The UK is to send 440 more troops to serve in non-combat roles in Afghanistan, the prime minister will announce at the Brussels Nato summit.
The commitment to Nato's mission in Afghanistan will take the total number of UK troops in the country to 1,090.
Around half of the troops will deploy from the Welsh Guards in August and the remainder will follow by February 2019.
They will help "bring the stability and security that the Afghan people deserve," Theresa May said.
At the height of the war, Nato had more than 130,000 troops from 50 nations in Afghanistan. The UK had 9,500 personnel and 137 bases in Helmand province alone.
As of last month, the number of Nato personnel stood at 16,000 from 39 countries, operating mainly from Kabul and focusing on training and assisting the army and police.
Defence Secretary Gavin Williamson - who wrote to Mrs May recommending more troops - said "whenever the call comes, the UK is always one of the first to step up and support our friends and allies across the globe".
Nato asked Britain to deploy more troops a year ago. In September of last year, the US committed an extra 3,000 troops to support Afghan forces.
Ahead of the summit, which begins on Wednesday, US president Donald Trump, hit out at his Nato allies for failing to spend enough on defence.
"The US is spending many times more than any other country in order to protect them," Mr Trump tweeted.
Analysis by defence correspondent Jonathan Beale
Sending another 440 British troops will make the UK the third biggest contributor to the Nato train, advise, and assist mission in Afghanistan.
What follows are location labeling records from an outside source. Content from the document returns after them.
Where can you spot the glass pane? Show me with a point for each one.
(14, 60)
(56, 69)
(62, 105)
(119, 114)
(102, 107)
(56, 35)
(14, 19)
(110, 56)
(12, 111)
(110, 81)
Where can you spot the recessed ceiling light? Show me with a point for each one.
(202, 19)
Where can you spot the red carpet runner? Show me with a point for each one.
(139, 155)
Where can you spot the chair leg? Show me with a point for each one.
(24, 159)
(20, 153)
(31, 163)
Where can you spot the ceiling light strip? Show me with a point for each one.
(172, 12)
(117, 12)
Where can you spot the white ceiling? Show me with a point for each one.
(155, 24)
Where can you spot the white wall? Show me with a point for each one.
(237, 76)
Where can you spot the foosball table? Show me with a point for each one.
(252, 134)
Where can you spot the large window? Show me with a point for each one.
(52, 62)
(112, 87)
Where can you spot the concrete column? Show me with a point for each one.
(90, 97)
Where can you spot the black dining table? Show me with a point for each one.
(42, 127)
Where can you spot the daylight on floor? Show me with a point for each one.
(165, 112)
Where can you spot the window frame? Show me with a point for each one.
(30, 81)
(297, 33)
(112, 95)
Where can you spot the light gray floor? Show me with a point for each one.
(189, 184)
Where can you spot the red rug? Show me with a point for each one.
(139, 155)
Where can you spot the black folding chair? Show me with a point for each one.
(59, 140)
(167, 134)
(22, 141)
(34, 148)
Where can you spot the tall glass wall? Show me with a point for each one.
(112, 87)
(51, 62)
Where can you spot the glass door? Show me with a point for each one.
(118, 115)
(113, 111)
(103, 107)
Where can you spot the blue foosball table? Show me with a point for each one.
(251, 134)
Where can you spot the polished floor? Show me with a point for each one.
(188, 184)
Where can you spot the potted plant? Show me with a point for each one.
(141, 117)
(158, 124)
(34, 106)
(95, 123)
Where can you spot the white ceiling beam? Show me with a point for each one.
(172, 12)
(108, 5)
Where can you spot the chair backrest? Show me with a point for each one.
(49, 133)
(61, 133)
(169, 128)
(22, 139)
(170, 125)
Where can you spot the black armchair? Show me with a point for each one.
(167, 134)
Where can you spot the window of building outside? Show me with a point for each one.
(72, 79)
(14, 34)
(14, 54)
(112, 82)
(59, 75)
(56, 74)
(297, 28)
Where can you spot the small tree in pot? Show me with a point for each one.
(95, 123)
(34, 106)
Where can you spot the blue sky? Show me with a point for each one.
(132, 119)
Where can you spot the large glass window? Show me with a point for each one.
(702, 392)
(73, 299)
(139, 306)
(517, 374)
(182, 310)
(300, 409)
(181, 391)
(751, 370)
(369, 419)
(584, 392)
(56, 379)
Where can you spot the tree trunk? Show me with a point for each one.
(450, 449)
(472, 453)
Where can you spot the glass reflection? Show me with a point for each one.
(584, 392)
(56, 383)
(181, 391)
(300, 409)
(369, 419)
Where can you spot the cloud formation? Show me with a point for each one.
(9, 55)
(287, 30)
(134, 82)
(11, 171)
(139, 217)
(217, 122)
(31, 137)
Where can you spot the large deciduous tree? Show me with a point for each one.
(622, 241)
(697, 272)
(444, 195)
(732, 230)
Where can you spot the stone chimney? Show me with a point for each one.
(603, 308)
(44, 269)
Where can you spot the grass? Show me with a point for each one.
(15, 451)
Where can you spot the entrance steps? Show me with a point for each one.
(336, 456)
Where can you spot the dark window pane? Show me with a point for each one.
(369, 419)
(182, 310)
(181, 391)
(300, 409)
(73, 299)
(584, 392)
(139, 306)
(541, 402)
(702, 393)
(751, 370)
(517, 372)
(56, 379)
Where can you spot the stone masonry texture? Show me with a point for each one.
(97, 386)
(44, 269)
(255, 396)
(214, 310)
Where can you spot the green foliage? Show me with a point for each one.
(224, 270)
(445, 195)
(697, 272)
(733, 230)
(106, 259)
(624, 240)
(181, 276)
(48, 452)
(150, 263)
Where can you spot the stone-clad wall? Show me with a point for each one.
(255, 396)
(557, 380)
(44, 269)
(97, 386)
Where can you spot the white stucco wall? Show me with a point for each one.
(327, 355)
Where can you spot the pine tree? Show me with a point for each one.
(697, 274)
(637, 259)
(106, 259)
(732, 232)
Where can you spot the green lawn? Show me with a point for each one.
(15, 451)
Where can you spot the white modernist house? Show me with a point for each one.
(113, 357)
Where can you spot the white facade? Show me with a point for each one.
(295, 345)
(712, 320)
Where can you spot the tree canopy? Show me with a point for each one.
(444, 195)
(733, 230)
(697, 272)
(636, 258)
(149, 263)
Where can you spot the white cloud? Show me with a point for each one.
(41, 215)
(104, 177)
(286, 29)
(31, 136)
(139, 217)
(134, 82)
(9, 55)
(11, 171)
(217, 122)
The extra troops will arrive later this summer and will reinforce the UK-led Kabul Security Force. It is not a return to a combat role.
Its primary role is to transport international advisers safely around the capital - what British soldiers have dubbed "Armoured Uber".
The US leader's main objection is that a number of member states have not increased their defence budgets to the target of 2% of economic output.
But Mrs May said she expects "to agree an ambitious package of measures to strengthen our deterrence and defence" at the summit.
"And we will continue to make the case for all allies to follow the UK's example and meet the 2% pledge," she added.
The last UK troops in combat roles left Afghanistan in 2014 after being involved in the conflict since 2001.
The additional troops will add to Britain's existing contribution to the UK-led Kabul Security Force and mentor the Afghan National Defence and Security Forces in the country's capital.
"Lasting peace and stability in Afghanistan will help keep the streets of Britain safe and this uplift signals our unwavering commitment to realising that future," Mr Williamson said.